Canada went into a frenzy of uncertainty when Covid struck.
So many Canadians faced unemployment, some had their work hours reduced. With zero or reduced income and a mortgage to pay, this became stress for Canadian homeowners.
Miraculously, the Big 5 banks announced their mortgage deferral programs in March that would give Canadians financial relief until the job market recovered. Homeowners could take advantage of this program for up to six months, with an end date of September 30, 2020.
By the end of June, around 760,000 Canadians or about 16% of mortgage holders applied for this mortgage deferral program.
While this short-term comfort helped homeowners use their money toward essentials like food, supplies and other expenses, it’s October now and the vast majority of mortgage deferral programs have ended.
For those who are unable to bounce back financially and are gravely worried about jumping back on their mortgage payment, here’s what you can do now:
Ask your lender for an extension
The mortgage deferral program saved a lot of Canadians from financial hardship. It was a lifeline that you and/or your spouse were relying on when you lost your job.
The first step you can take if you’re unable to pay your mortgage is to ask your lender for an extension on the mortgage deferral program. Lenders are inclined to work with you to get their money back. So, if you can prove that you truly need an extension, your lender will most likely consider this option for you and will walk you through the process.
Keep in mind your lender will view your case with a detailed eye. The global pandemic has created a unique case, so lenders will most likely have a bit more sympathy toward the situation Canadians are unwillingly in. Having said that, a good credit score will help your case!
Borrow money as a temporary rescue
If you aren’t eligible for further mortgage deferral, seek help from your trusted friends or family who are able to help you out. If you don’t want to rely on them, you can use your Home Equity Line of Credit (HELOC) too.
Credit cards will charge you an extremely high-interest rate, so keep that as your last option. The good thing about HELOC is that just like a regular line of credit, you have a fixed payment schedule. The interest rates are also lower as it’s secured by your home’s equity. This way, you get to live in your house without any foreclosure.
Stretch your amortization
Another option to look into now that your mortgage deferral has ended is amortization. In simple terms, amortization is paying off your debt or assets over regular installments of interest and principal in full maturity. Talk to your lender and see if you can refinance your house and extend your amortization.

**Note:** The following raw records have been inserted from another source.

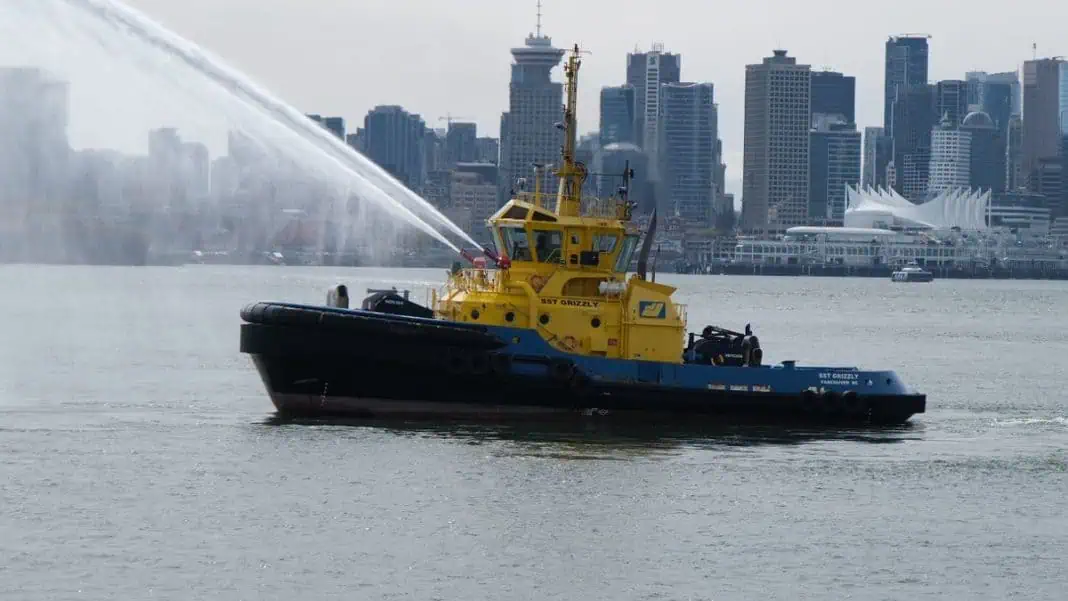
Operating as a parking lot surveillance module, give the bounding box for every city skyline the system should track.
[0,0,1068,199]
[124,0,1068,194]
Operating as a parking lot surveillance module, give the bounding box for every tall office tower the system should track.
[742,50,812,230]
[660,83,720,227]
[935,79,969,126]
[960,111,1006,193]
[474,137,501,164]
[498,22,564,204]
[1005,115,1027,192]
[599,85,638,146]
[964,70,1023,117]
[1020,59,1068,187]
[304,113,345,140]
[891,84,938,203]
[861,127,894,188]
[445,121,478,169]
[627,44,682,169]
[927,114,972,195]
[812,70,857,123]
[363,105,427,192]
[808,113,861,225]
[882,35,928,139]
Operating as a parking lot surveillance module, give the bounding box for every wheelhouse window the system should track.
[534,230,564,263]
[615,234,638,273]
[594,234,619,254]
[501,226,532,260]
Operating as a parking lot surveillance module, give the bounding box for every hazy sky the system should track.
[10,0,1068,192]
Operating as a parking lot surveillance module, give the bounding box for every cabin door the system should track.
[564,227,585,267]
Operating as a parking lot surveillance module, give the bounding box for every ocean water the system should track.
[0,266,1068,601]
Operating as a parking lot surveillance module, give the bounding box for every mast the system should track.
[556,44,586,217]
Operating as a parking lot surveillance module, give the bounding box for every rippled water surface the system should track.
[0,266,1068,601]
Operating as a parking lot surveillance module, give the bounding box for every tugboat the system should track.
[890,263,935,282]
[240,46,926,424]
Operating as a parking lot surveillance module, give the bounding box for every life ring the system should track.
[528,273,548,292]
[560,336,579,350]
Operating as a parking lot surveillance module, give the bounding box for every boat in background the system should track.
[240,46,927,425]
[890,264,935,282]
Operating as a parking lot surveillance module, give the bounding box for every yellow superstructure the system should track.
[431,46,686,363]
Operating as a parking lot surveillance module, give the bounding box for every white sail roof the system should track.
[845,186,990,231]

This option can help you make more affordable payments towards your mortgage. True, it will increase the amount you pay towards your interest, but this also helps you stay afloat. You can even extend your amortization for one period which gives you enough time to get back on track.

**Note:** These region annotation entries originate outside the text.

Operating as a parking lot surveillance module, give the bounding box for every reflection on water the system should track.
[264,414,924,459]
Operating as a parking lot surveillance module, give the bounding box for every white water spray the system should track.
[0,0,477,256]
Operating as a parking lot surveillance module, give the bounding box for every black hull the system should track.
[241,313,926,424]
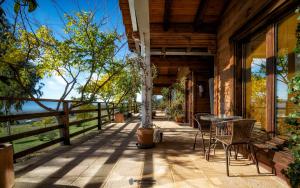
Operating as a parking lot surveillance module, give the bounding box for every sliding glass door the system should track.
[275,14,300,135]
[244,32,267,130]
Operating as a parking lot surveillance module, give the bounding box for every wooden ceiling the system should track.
[119,0,229,93]
[119,0,228,54]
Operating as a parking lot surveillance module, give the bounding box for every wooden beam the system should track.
[151,56,213,69]
[150,23,217,34]
[150,32,216,50]
[163,0,172,31]
[194,0,207,31]
[153,75,177,84]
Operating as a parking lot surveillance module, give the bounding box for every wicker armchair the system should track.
[193,113,210,155]
[215,119,260,176]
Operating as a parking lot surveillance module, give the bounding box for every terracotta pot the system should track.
[115,113,125,123]
[137,127,154,146]
[175,116,184,123]
[0,143,15,188]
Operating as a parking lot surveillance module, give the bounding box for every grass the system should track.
[0,114,109,153]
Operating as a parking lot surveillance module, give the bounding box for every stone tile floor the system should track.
[15,117,288,188]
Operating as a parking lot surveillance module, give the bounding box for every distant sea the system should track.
[1,101,101,115]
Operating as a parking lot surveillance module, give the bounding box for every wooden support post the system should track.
[98,102,102,130]
[111,103,115,121]
[61,102,70,145]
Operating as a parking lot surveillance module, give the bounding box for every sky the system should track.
[3,0,140,101]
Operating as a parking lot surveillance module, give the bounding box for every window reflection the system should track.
[245,32,266,130]
[276,14,300,135]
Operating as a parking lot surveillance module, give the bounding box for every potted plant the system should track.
[115,105,125,123]
[0,143,15,187]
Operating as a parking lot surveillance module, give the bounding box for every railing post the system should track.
[98,102,102,130]
[111,103,115,121]
[61,101,70,145]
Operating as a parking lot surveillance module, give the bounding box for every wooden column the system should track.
[266,25,276,133]
[98,102,102,130]
[110,103,115,121]
[61,102,70,145]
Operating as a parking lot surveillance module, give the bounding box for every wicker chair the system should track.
[193,113,210,155]
[215,119,260,176]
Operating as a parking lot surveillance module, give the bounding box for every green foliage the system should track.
[0,6,43,112]
[86,58,141,105]
[38,131,57,141]
[76,104,95,126]
[32,117,57,141]
[282,5,300,188]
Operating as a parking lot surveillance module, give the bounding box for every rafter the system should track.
[194,0,207,31]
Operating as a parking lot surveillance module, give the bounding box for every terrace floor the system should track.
[15,115,288,188]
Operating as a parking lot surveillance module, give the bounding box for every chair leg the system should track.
[234,145,239,160]
[201,132,206,155]
[193,131,199,150]
[248,143,260,174]
[226,145,231,176]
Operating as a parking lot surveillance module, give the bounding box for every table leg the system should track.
[206,124,213,161]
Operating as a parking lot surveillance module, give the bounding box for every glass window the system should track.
[244,32,267,130]
[276,14,300,135]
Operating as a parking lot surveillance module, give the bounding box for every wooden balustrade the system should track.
[0,97,138,159]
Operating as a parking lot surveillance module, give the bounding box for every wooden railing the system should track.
[0,97,139,159]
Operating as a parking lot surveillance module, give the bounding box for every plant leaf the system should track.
[28,0,38,12]
[14,1,21,14]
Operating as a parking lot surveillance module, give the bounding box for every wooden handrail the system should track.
[0,111,63,122]
[0,97,138,159]
[0,125,62,143]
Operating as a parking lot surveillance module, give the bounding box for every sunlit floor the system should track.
[16,117,288,188]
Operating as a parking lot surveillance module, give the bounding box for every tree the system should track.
[86,57,141,117]
[0,2,43,135]
[282,3,300,188]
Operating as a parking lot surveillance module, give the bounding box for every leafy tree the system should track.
[83,58,141,118]
[0,1,43,134]
[282,3,300,188]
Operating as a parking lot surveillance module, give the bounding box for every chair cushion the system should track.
[215,135,231,145]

Contact your mortgage broker
When all your options are out and you’re really desperate to provide your family with a roof over their heads, you can seek a private lender to help you out. Private lenders are individuals who use their own capital as a lending product. It is a non-traditional alternative and a mortgage broker can help you find the right product for your situation!

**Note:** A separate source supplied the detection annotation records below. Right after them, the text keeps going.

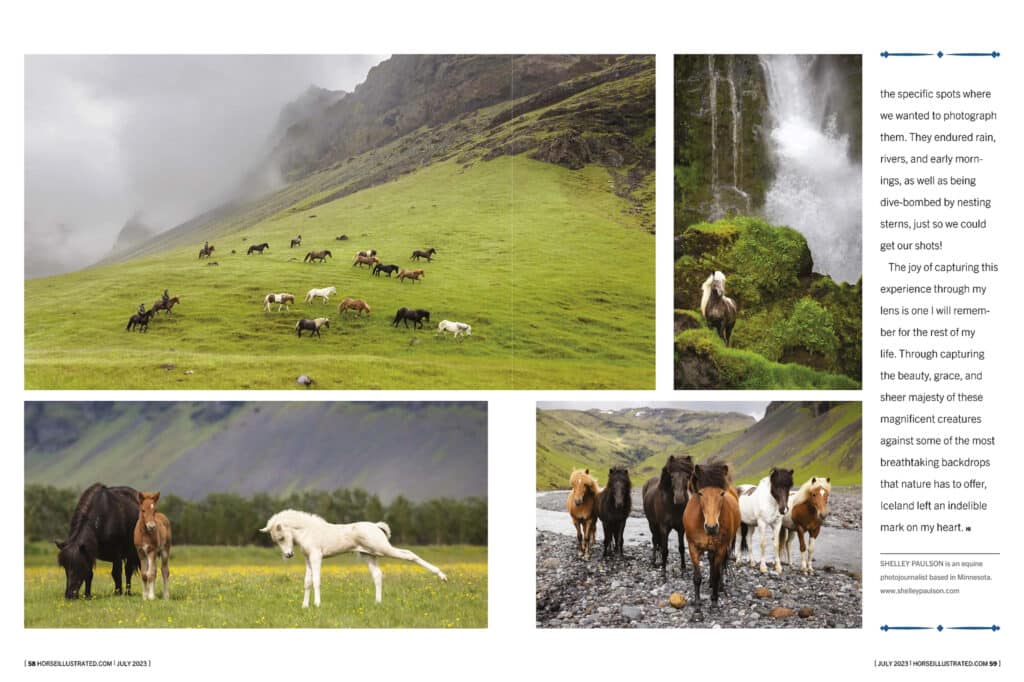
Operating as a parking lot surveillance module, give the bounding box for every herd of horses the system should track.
[565,455,831,612]
[54,483,447,608]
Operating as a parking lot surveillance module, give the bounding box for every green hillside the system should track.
[25,57,654,389]
[537,402,861,491]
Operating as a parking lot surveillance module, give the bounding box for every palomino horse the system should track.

If you have enough equity on your property and are not eligible for HELOC, you can sell a part of equity to the private lender for money which you can use to pay off your credit cards and mortgage.
Beware! Your interest rate is going to be high. Compared to all the mortgage deferral solutions mentioned, use this only as a last resort since your equity is on the line.
Tip: Always have an exit strategy with private lending.
If you do have to sell your home…
Now that your mortgage deferral has ended, and none of the above options will work for you, selling your home would be your very last resort. This is highly unlikely, but if you’ve exhausted all your resources and the only option left is foreclosure, here’s what you can do.
Make sure you sell before they decide to foreclose it. This way, you’re in control of the sale and get the highest value that can help you sustain your living expenses before you decide to buy a house again.
Although mortgage deferral programs have ended, and the economy and job market aren’t back to normal yet, there are options out there to help you get through these hard times. Canadian lenders want to work with you and will provide you with ample options to find what works best for you.